Gareth at least has the cheek to look contemplative.
“You know what’s worse?” I groan. “I don’t even have a date. I made it up as a test and you buggers all failed miserably.”
I see Camden exhale with relief as Gareth murmurs, “Thank fuck for that.”
Booker turns his quizzical brow to me. “This is good, then? So you don’t have a date?”
“No, I don’t have a date!” I shriek. “Let me out.” I shove against Tanner to move over. He eyes me sternly and doesn’t budge an inch. “You know what?

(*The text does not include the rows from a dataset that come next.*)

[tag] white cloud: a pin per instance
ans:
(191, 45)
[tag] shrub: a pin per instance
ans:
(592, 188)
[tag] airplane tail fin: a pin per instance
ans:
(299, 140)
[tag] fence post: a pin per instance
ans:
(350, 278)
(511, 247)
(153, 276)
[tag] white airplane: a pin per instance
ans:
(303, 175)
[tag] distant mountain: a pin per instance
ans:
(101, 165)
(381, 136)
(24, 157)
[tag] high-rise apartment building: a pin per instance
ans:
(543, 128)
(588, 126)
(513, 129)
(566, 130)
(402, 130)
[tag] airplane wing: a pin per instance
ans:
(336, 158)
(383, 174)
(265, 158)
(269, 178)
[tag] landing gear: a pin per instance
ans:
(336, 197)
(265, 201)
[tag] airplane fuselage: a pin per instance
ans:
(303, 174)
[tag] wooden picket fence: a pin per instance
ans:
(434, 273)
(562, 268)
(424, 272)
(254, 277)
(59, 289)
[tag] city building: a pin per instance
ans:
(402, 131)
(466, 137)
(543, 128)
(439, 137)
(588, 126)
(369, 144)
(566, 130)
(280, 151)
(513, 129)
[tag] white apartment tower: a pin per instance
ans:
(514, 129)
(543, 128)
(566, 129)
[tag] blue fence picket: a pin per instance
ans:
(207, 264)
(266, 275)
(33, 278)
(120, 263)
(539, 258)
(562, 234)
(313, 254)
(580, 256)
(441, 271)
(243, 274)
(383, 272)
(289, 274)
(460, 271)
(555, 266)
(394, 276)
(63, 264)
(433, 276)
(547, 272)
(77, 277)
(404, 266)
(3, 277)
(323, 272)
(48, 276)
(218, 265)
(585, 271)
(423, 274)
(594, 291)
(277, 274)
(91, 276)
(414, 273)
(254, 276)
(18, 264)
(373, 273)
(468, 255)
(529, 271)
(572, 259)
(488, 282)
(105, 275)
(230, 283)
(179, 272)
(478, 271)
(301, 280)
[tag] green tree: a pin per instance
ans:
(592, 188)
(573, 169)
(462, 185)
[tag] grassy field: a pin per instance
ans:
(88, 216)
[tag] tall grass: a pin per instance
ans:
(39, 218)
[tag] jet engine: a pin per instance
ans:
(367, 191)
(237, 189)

I’m going to start throwing punches if you all don’t let me out of this booth right now.”
Tanner bursts out into a hearty laugh. “I love when you throw punches. You get that weird vein in your forehead that looks like Harry Potter.”
This sets Camden off too. “Fuck, you’re right! She does! It’s like a little bitty lightning bolt of ineffectual fury!”
When I see Gareth start chortling too, it makes me see red. “You know what? It’s my birthday and you guys are ruining it. I don’t have a date. I have nothing. I just wanted a quiet day at home and the opportunity to move on with my life. There’s nothing bloody wrong with that.” I’m surprised when I feel the sting of tears pricking at my eyes.
Tanner’s face drops instantly. “What’s this? No tears! Christ, Vi, we were only messing about.” I fight his huge embrace as he pulls me under his arm and rubs my shoulder.